California residents have the right to know what categories of personal information we collect, to request access or deletion, to correct inaccuracies, and to opt out of "sale" or "sharing" of personal information. We do not sell or share personal information as those terms are defined under the CCPA. California residents may also designate an authorized agent. We do not discriminate against users for exercising these rights.

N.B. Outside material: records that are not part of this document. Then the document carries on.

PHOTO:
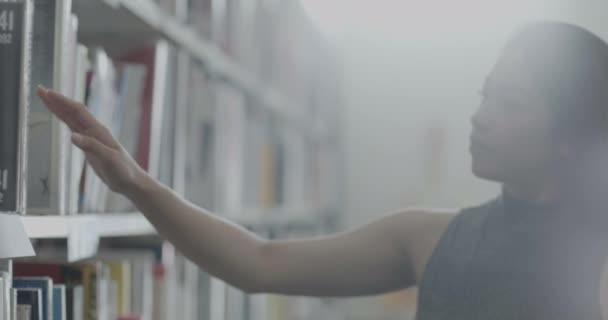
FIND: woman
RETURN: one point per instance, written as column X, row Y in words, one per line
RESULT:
column 538, row 251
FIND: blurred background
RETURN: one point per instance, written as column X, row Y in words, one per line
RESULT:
column 293, row 118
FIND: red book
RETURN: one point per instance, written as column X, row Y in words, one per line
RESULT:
column 145, row 56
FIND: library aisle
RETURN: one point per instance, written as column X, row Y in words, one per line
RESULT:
column 288, row 119
column 212, row 98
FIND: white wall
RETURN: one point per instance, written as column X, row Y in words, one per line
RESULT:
column 420, row 68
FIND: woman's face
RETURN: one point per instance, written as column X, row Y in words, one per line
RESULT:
column 513, row 137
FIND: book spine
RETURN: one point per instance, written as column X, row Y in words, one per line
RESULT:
column 15, row 42
column 49, row 137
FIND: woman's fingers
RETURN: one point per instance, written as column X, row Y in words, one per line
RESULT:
column 76, row 116
column 92, row 146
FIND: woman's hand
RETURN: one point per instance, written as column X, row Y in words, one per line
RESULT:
column 109, row 159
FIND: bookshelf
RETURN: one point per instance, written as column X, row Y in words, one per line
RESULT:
column 138, row 22
column 236, row 119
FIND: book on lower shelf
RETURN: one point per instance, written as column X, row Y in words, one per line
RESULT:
column 45, row 285
column 15, row 45
column 152, row 284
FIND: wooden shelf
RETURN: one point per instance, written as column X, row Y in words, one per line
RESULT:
column 121, row 25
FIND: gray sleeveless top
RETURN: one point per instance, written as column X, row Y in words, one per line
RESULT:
column 507, row 260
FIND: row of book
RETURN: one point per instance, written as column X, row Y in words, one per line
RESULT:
column 117, row 285
column 236, row 157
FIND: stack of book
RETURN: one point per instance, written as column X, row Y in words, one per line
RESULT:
column 116, row 284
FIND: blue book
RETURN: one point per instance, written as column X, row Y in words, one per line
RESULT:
column 45, row 284
column 59, row 302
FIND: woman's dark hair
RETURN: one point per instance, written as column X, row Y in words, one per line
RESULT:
column 569, row 66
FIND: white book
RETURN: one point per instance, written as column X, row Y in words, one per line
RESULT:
column 78, row 303
column 15, row 41
column 5, row 295
column 48, row 136
column 4, row 305
column 77, row 156
column 13, row 304
column 23, row 312
column 229, row 153
column 69, row 79
column 128, row 116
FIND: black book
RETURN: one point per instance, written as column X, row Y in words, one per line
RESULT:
column 15, row 46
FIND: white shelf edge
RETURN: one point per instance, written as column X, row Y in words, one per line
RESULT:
column 110, row 225
column 107, row 225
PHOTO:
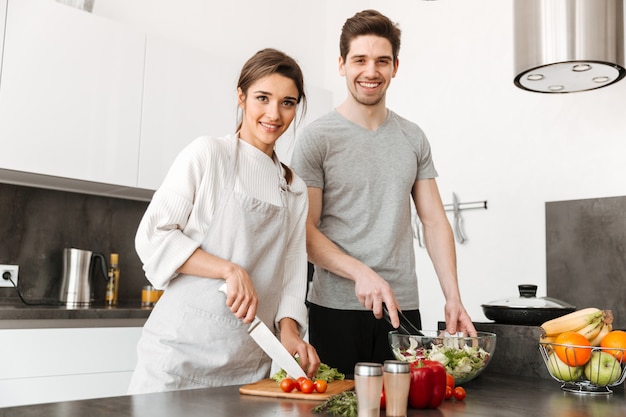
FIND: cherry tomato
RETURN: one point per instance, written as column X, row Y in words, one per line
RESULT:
column 459, row 393
column 320, row 385
column 299, row 382
column 307, row 386
column 450, row 381
column 287, row 384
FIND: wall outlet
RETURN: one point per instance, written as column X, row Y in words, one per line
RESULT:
column 11, row 269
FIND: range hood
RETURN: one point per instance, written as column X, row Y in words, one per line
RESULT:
column 565, row 46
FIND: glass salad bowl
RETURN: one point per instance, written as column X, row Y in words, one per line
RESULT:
column 464, row 357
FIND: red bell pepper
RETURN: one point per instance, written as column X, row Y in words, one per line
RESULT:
column 428, row 384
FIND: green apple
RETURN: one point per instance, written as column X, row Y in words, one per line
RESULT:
column 602, row 369
column 563, row 371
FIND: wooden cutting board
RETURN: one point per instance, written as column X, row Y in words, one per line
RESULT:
column 270, row 388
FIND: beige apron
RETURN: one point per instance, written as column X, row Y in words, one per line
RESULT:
column 191, row 338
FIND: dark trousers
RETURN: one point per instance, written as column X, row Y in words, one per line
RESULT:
column 344, row 337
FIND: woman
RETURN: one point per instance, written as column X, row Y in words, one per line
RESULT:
column 228, row 211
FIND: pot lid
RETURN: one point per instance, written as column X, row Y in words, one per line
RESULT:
column 528, row 299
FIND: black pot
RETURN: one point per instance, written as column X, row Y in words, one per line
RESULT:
column 526, row 309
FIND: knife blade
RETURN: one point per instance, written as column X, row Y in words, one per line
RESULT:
column 267, row 341
column 458, row 220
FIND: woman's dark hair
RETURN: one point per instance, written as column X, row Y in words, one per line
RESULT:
column 265, row 63
column 369, row 22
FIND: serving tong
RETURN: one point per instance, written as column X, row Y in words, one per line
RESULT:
column 406, row 326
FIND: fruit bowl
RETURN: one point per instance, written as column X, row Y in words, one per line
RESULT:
column 464, row 357
column 598, row 370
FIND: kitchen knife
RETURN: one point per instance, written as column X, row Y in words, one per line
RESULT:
column 458, row 220
column 264, row 337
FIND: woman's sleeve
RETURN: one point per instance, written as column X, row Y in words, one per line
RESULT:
column 160, row 242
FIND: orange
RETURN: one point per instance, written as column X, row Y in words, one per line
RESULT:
column 576, row 350
column 615, row 339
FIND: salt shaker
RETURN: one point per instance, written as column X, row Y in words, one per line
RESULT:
column 368, row 382
column 396, row 380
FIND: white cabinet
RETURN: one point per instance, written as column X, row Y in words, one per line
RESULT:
column 70, row 94
column 187, row 93
column 63, row 364
column 3, row 15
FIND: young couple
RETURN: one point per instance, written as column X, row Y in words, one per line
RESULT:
column 230, row 211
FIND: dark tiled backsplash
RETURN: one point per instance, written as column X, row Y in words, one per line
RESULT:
column 36, row 224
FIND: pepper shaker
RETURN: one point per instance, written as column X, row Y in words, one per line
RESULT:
column 396, row 380
column 368, row 383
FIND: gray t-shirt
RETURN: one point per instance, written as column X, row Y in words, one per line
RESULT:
column 366, row 178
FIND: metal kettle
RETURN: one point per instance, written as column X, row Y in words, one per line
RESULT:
column 78, row 271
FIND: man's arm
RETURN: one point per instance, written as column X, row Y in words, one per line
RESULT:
column 370, row 288
column 440, row 246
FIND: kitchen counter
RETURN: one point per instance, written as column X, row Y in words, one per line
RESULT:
column 16, row 316
column 490, row 395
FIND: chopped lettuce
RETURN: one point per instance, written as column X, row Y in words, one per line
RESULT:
column 324, row 372
column 460, row 361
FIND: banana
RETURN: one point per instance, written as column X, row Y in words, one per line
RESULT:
column 571, row 322
column 547, row 339
column 606, row 328
column 591, row 330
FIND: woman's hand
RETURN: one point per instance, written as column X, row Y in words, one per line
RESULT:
column 241, row 296
column 290, row 338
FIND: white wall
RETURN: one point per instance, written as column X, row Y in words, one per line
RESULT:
column 491, row 141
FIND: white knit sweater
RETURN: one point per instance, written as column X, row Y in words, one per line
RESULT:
column 173, row 226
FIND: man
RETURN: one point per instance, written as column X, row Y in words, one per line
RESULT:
column 362, row 164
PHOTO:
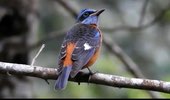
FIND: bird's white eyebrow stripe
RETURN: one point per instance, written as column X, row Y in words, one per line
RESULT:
column 87, row 46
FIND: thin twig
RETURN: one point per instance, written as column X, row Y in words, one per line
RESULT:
column 33, row 60
column 97, row 78
column 143, row 12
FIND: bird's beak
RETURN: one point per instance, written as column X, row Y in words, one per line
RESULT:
column 98, row 12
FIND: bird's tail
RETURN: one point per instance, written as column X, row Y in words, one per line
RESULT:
column 63, row 78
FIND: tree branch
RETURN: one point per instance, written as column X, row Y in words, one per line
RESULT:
column 98, row 78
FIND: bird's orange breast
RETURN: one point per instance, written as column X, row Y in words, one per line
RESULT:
column 69, row 50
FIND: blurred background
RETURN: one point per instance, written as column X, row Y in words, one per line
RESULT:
column 140, row 29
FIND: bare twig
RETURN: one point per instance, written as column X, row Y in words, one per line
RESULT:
column 33, row 60
column 143, row 10
column 98, row 78
column 141, row 27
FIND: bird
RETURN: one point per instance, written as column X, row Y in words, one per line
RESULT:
column 81, row 46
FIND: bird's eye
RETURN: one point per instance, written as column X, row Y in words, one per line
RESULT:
column 86, row 14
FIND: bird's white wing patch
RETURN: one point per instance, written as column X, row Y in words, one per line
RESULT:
column 87, row 46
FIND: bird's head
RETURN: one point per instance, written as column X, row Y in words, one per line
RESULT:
column 89, row 16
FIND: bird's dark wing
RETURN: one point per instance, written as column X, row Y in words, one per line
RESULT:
column 62, row 55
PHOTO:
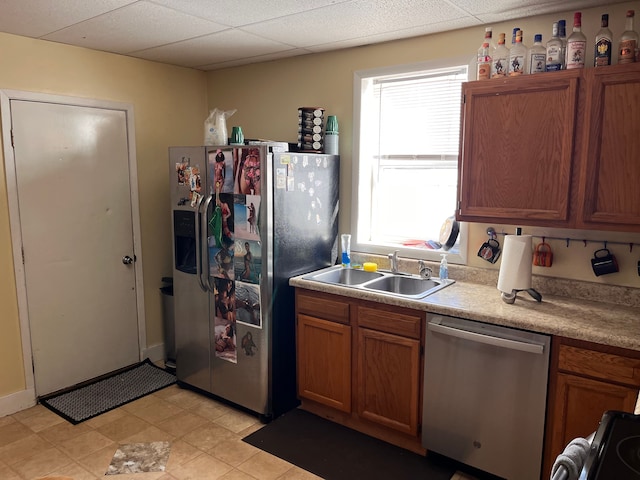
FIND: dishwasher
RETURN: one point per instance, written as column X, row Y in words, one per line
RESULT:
column 485, row 395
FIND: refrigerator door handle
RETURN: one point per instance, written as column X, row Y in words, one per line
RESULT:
column 205, row 278
column 203, row 287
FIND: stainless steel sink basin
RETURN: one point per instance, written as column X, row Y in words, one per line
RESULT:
column 345, row 276
column 403, row 285
column 383, row 282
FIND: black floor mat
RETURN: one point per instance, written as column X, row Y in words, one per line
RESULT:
column 96, row 397
column 334, row 452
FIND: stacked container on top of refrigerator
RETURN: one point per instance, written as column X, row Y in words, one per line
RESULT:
column 245, row 219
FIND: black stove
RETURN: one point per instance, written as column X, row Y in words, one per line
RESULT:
column 615, row 449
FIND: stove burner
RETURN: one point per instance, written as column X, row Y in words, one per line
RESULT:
column 615, row 449
column 629, row 453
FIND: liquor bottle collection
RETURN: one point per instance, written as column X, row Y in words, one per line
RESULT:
column 558, row 53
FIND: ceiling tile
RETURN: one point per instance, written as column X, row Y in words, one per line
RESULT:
column 134, row 27
column 227, row 12
column 352, row 20
column 35, row 18
column 215, row 48
column 261, row 58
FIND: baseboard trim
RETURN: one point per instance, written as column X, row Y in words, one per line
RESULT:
column 17, row 401
column 155, row 353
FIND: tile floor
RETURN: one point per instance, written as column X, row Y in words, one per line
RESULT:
column 205, row 438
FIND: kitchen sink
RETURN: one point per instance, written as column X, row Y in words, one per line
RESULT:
column 403, row 285
column 381, row 281
column 345, row 276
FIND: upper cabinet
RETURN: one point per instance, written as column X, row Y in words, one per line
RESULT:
column 557, row 149
column 608, row 185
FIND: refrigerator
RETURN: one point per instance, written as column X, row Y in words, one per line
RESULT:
column 245, row 219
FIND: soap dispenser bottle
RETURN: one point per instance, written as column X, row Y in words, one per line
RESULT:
column 444, row 267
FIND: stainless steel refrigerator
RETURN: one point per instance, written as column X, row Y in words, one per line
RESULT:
column 245, row 219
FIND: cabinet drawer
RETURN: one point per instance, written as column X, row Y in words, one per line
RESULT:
column 398, row 321
column 606, row 366
column 322, row 306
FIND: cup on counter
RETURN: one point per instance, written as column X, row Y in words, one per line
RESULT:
column 490, row 250
column 346, row 250
column 237, row 137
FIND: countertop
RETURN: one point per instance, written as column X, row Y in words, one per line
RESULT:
column 612, row 323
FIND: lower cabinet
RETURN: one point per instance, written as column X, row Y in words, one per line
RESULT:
column 324, row 362
column 388, row 369
column 587, row 380
column 360, row 363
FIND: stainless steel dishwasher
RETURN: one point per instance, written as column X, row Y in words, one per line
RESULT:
column 485, row 394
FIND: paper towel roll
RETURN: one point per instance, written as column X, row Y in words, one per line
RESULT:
column 515, row 266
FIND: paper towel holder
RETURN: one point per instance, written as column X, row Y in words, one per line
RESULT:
column 510, row 297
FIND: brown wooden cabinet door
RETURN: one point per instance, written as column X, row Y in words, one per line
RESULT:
column 324, row 362
column 609, row 193
column 388, row 380
column 517, row 144
column 579, row 405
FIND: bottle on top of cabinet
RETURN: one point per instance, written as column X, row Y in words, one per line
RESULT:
column 500, row 59
column 537, row 56
column 555, row 51
column 518, row 57
column 562, row 33
column 603, row 45
column 484, row 57
column 628, row 45
column 576, row 44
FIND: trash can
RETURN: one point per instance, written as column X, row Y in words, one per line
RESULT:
column 168, row 320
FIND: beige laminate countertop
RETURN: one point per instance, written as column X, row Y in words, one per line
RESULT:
column 594, row 321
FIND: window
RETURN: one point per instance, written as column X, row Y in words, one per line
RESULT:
column 407, row 131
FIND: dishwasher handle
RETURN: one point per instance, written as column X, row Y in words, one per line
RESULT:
column 522, row 346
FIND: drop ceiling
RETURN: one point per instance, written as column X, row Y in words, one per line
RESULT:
column 214, row 34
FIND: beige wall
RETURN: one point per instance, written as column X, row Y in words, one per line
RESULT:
column 169, row 105
column 268, row 95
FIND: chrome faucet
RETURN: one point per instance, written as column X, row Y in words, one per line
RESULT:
column 393, row 258
column 425, row 272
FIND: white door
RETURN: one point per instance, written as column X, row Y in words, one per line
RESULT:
column 74, row 199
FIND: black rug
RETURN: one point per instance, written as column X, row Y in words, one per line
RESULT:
column 95, row 397
column 334, row 452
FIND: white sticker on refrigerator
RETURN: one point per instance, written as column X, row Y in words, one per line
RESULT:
column 281, row 178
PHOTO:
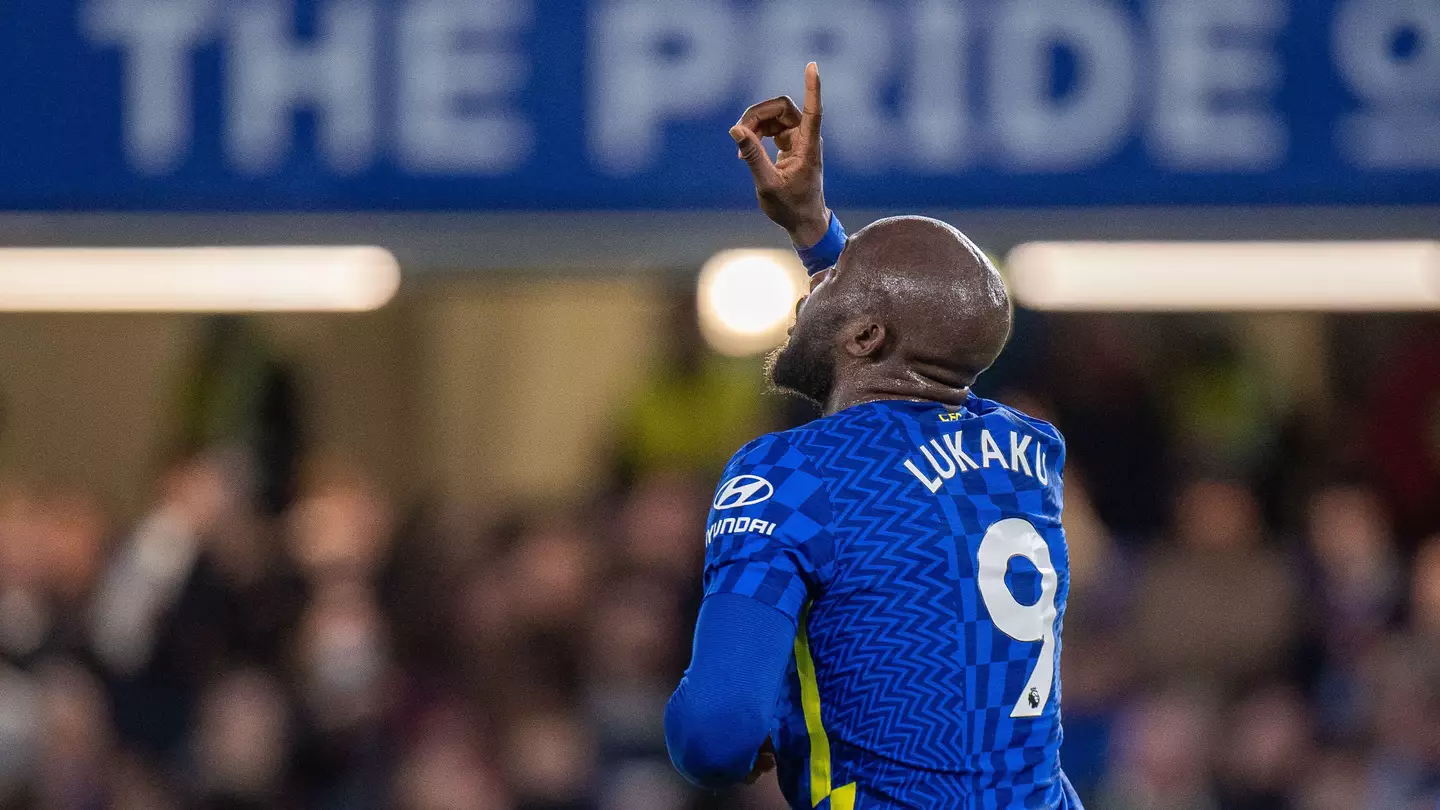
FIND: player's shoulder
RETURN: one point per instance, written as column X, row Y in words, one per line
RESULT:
column 990, row 408
column 772, row 448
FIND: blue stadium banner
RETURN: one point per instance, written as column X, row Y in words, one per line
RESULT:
column 624, row 104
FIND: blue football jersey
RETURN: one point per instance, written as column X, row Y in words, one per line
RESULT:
column 920, row 554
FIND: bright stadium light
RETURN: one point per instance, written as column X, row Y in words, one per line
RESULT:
column 199, row 280
column 1226, row 276
column 748, row 299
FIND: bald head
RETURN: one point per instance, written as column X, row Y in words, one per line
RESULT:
column 912, row 306
column 936, row 291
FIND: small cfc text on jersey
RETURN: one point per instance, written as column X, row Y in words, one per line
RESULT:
column 958, row 453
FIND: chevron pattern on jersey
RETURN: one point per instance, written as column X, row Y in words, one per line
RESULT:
column 916, row 682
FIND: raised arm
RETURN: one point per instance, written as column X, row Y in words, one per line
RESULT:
column 791, row 189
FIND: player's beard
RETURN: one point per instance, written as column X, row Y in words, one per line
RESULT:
column 805, row 363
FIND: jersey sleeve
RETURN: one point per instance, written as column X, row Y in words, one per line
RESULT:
column 769, row 529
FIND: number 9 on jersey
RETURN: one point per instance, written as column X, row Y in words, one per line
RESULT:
column 1004, row 539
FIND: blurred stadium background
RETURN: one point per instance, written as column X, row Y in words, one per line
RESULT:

To exercise any of these rights, email privacy@bayitapp.com. We will respond within 30 days (45 days for CCPA requests, extendable as permitted by law). We may need to verify your identity before acting.

8. Children's privacy

Bayit is intended for users aged 13 and older. We do not knowingly collect personal information from children under 13. If we learn we have collected such information, we will delete it promptly. For EEA users, our minimum age for individual consent is 16 (or the applicable age in your member state); users below that age require parental consent. Parents who believe their child has provided us with personal information may contact privacy@bayitapp.com.

9. Security

We use industry-standard measures to protect your data:

• TLS 1.2+ encryption for all data in transit.
• Encryption at rest in our database (Supabase Postgres).
• Row-level security policies so users can only access their own rows.
• No password storage on our end — authentication is delegated to Apple (Sign in with Apple).
• Principle of least privilege for administrative access.

No security measure is perfect. If we discover a personal-data breach that is likely to result in a risk to your rights, we will notify the relevant supervisory authority within 72 hours and, where required, notify affected users without undue delay.

10. Cookies and similar technologies

The Bayit iOS app does not use cookies. The website (bayitapp.com) uses a minimal number of cookies and local-storage items for functionality and anonymous analytics. See our Cookie Policy for the full list.

11. Do Not Track

Our website honors the "Global Privacy Control" (GPC) signal as a request to opt out of "sale" or "sharing" under the CCPA. We do not sell or share data regardless of GPC, but we recognize the signal and surface it in our analytics opt-out logic.

12. Changes to this policy

We may update this Privacy Policy from time to time. We'll update the "Last updated" date at the top, and for material changes we will notify you in-app and/or by email (where we have one). Your continued use of the Service after a change indicates acceptance of the updated policy.

13. Contact us

Asaf Niv — Independent Developer
Email: privacy@bayitapp.com
General contact: hello@bayitapp.com

We are based in Israel. For EEA users, we do not currently maintain an EU representative; please direct all data-protection queries to the email above and we will respond promptly.